Poème de Sylvie Reymond Bagur

Matin

Je marche dans une forêt de nuages

Je marche dans une forêt de nuages.
Ma tête au niveau de la Lune, gonflée de lueurs étoilées, se dilate d’images, reflets de la journée passée, embellies, extrudées, laminées aux dimensions du rêve.
Cerf-volant aux multiples cordes emmêlées, je rechigne à descendre. 
Au loin, mon corps s’enfonce dans les draps tièdes pour laisser mieux encore le reste s’échapper.  
D’étranges histoires comme des vagues de souvenirs vont et viennent, m’accrochent, me retiennent. 
Je m’y promène. 
Étonnée.
J’y suis et je les suis, docile à leurs douces duplicités.
Frictions de réalités, impossibles mélanges, elles me touchent sans m’atteindre, ne me menacent pas vraiment, 
frôlent mes inquiétudes, réveillent mes astreintes. 
Pantomimes embrumées, figures, objets, pensées, un peu, beaucoup de moi en ordre déversé.
Une fente brille et tinte, orée lumière qui m’interpelle entre les volets
Mes yeux résistent, paupières raidies, esprit crispé.
Non je ne me lèverai pas, pas tout de suite, je veux savoir où la forêt m’emmène.
Un bruit de cafetière s’ouvre, indubitable, je me jette dans sa clairière. 
 
 
 
 
Sylvie R. B.
 
 
 
 
 

Poème Forêt de nuages, un rêve de Sylvie Reymond Bagur

Je marche dans une forêt de nuages

Instantané

Écouter les secondes glisser l’une sur l’autre,

accompagner leur jeu, les laisser cheminer.

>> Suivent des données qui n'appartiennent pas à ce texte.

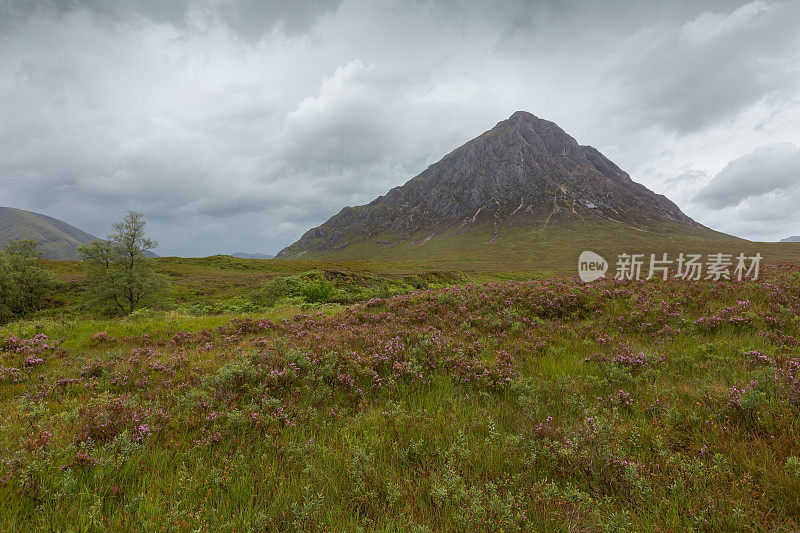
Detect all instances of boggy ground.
[0,265,800,531]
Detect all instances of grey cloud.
[695,143,800,213]
[608,0,800,133]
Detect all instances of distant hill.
[230,252,275,259]
[276,111,745,263]
[0,207,97,259]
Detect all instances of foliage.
[0,240,55,320]
[78,211,166,313]
[0,265,800,531]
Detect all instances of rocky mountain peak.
[278,111,699,257]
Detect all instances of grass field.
[0,247,800,531]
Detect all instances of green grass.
[0,257,800,531]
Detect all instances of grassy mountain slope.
[0,207,97,259]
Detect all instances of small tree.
[0,239,55,318]
[78,211,166,313]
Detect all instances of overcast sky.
[0,0,800,256]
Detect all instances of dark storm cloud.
[610,1,800,133]
[0,0,800,255]
[695,143,800,210]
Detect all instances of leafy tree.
[0,239,55,318]
[78,211,166,314]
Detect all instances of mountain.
[276,111,735,259]
[0,207,97,259]
[230,252,275,259]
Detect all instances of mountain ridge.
[0,206,97,259]
[276,111,728,258]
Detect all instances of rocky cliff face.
[277,111,701,257]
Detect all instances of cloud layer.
[0,0,800,255]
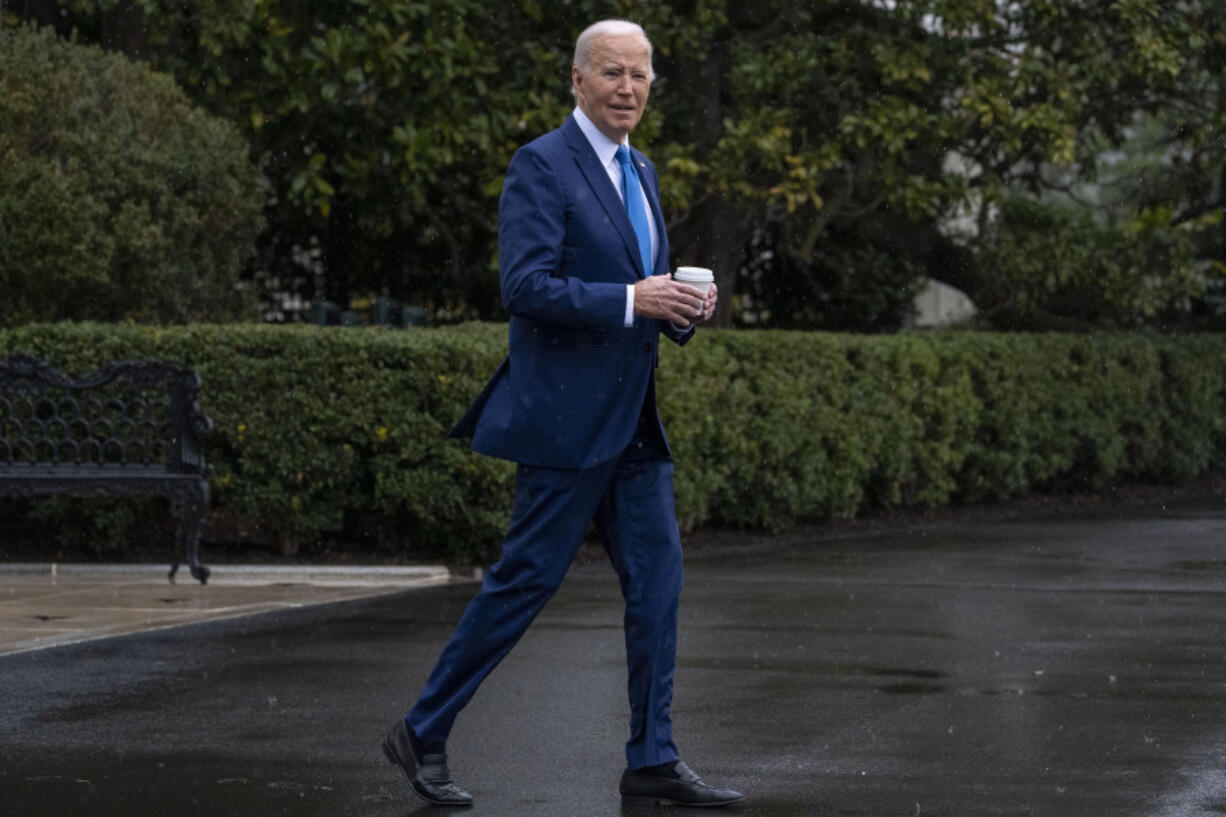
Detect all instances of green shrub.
[0,28,262,326]
[0,324,1226,562]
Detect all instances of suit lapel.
[562,117,658,277]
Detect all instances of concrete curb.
[0,562,456,586]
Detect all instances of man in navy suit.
[384,20,742,806]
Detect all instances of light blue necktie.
[617,145,651,276]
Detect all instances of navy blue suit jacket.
[451,117,694,469]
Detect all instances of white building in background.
[908,273,978,329]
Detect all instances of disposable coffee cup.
[673,266,715,315]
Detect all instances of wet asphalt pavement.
[0,501,1226,817]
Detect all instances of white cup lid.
[673,266,715,281]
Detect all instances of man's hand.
[634,275,720,326]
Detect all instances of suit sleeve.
[498,148,626,328]
[660,320,698,346]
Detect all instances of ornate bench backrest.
[0,355,212,474]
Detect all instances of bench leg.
[170,480,208,584]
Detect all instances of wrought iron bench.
[0,353,213,584]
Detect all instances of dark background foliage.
[0,324,1226,563]
[4,0,1226,331]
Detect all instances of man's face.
[570,34,651,144]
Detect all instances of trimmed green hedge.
[0,324,1226,562]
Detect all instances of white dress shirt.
[575,107,660,326]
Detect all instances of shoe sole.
[384,737,472,808]
[622,795,745,808]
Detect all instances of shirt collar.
[574,105,630,166]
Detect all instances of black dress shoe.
[618,761,745,806]
[384,720,472,806]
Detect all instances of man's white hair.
[571,20,656,80]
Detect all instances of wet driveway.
[0,493,1226,817]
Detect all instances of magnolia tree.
[11,0,1226,330]
[0,28,264,326]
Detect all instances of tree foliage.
[14,0,1226,329]
[0,28,262,325]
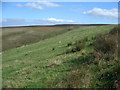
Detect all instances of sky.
[0,1,118,27]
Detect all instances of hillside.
[2,25,118,88]
[2,26,77,51]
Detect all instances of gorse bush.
[94,28,118,54]
[66,39,86,54]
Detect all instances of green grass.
[2,25,115,88]
[2,26,77,51]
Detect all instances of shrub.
[67,42,72,47]
[66,39,86,54]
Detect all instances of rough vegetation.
[3,25,120,88]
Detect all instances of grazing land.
[2,26,77,51]
[2,25,120,88]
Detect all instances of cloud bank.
[83,8,118,19]
[2,18,77,27]
[15,1,60,10]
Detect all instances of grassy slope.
[3,25,114,87]
[2,26,77,51]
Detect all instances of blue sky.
[2,1,118,27]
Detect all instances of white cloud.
[2,18,77,27]
[25,3,43,10]
[83,8,118,19]
[15,4,23,7]
[47,18,75,23]
[15,0,60,10]
[38,1,60,7]
[2,18,27,26]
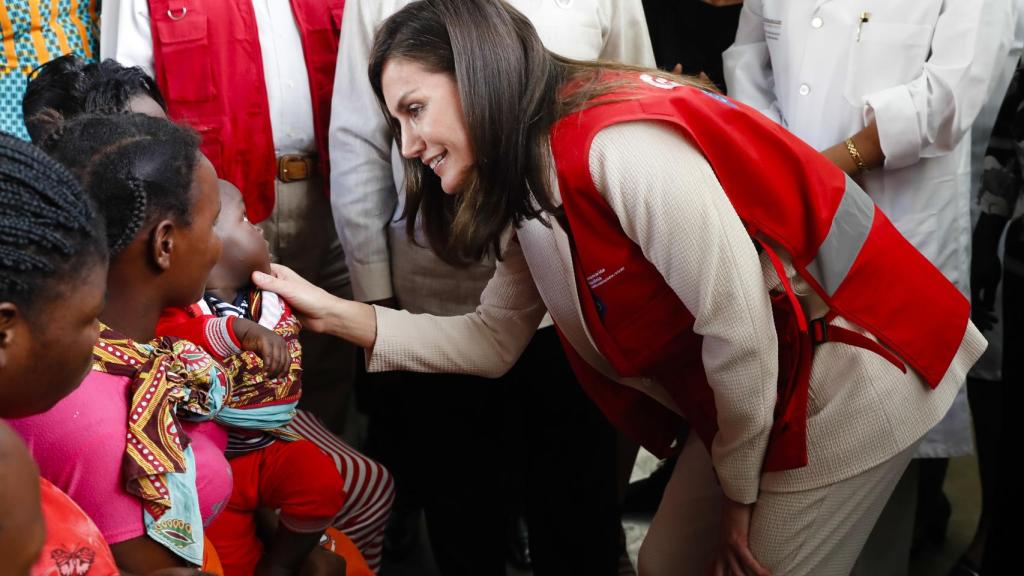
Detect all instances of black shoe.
[948,556,981,576]
[623,456,678,515]
[505,516,534,570]
[384,508,420,561]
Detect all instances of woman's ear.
[150,220,176,272]
[0,302,25,370]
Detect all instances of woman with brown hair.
[260,0,985,575]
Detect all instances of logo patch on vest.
[587,266,626,290]
[700,89,736,108]
[640,74,683,90]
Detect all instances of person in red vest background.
[254,0,986,576]
[100,0,354,433]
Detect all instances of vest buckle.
[811,317,828,345]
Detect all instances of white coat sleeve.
[99,0,156,78]
[722,0,784,125]
[328,0,406,301]
[590,122,778,503]
[367,238,546,378]
[600,0,657,68]
[864,0,1015,169]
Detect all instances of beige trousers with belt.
[639,434,918,576]
[259,177,355,434]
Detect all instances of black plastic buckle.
[811,318,828,344]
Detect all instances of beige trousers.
[259,178,355,434]
[639,434,918,576]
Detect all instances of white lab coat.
[724,0,1013,457]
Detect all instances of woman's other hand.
[711,498,771,576]
[252,264,377,348]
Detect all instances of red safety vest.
[551,74,970,471]
[148,0,345,222]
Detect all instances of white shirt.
[723,0,1015,456]
[329,0,654,314]
[367,122,985,502]
[99,0,316,156]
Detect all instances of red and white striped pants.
[289,410,394,572]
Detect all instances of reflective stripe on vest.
[807,175,874,296]
[551,74,970,463]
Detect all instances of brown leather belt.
[278,154,316,182]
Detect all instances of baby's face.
[214,180,270,285]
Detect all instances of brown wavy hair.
[369,0,709,266]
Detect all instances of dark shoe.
[623,456,678,515]
[948,556,981,576]
[384,508,420,561]
[506,516,534,570]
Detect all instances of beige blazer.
[368,122,985,502]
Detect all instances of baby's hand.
[234,318,292,378]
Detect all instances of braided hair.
[0,133,106,311]
[38,113,200,256]
[22,54,167,143]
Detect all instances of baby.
[157,180,344,574]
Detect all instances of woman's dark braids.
[37,114,199,256]
[0,134,105,305]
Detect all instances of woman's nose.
[401,130,424,160]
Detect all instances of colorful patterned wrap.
[92,326,231,566]
[217,290,302,441]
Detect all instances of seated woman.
[23,55,394,568]
[10,115,231,573]
[0,131,205,576]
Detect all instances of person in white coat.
[724,0,1014,572]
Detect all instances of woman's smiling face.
[381,58,476,194]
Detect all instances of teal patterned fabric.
[0,0,99,139]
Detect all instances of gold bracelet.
[846,138,867,172]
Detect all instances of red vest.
[551,75,970,470]
[148,0,345,222]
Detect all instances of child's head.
[0,135,108,417]
[44,114,220,308]
[22,54,167,143]
[209,180,270,290]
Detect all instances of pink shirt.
[8,371,231,544]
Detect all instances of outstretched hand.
[253,264,339,332]
[253,264,377,349]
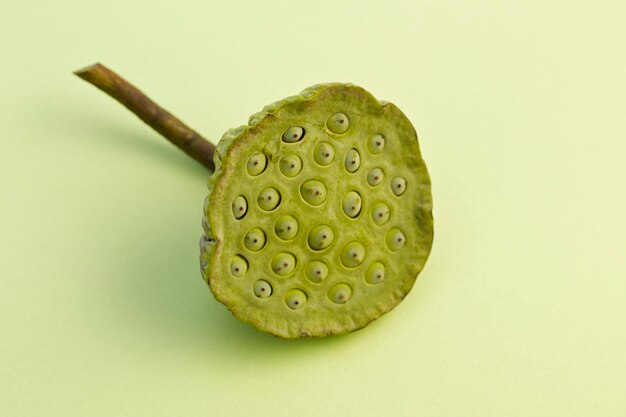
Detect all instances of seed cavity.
[243,227,266,252]
[386,227,406,252]
[283,126,304,143]
[274,214,298,240]
[272,252,296,277]
[370,203,389,226]
[367,168,385,187]
[257,187,280,211]
[340,242,365,268]
[254,279,272,298]
[231,195,248,220]
[367,134,385,154]
[285,288,307,310]
[343,148,361,174]
[342,191,362,219]
[328,282,352,304]
[313,142,335,166]
[307,224,335,250]
[230,255,248,277]
[326,113,350,135]
[306,261,328,284]
[300,180,326,206]
[391,177,406,196]
[278,155,302,178]
[248,153,267,176]
[365,262,385,284]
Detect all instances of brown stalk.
[74,63,215,172]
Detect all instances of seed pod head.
[200,84,433,338]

Et tout devient plus large, infini, accueillant.

Les secondes s’effacent à leur façon, gouttes qui s’écarquillent sans jamais éclater.

Et s’ouvre la douceur, un bain fluide, moelleux,

engage sa promesse et s’écoule déjà,

se donne, encore,

presque.

Prendre le temps.

Pour ce qu’il est. 

Un passager indifférent,

une ligne là-bas, 

crête de vie qui se dessine et fuit vers l’horizon.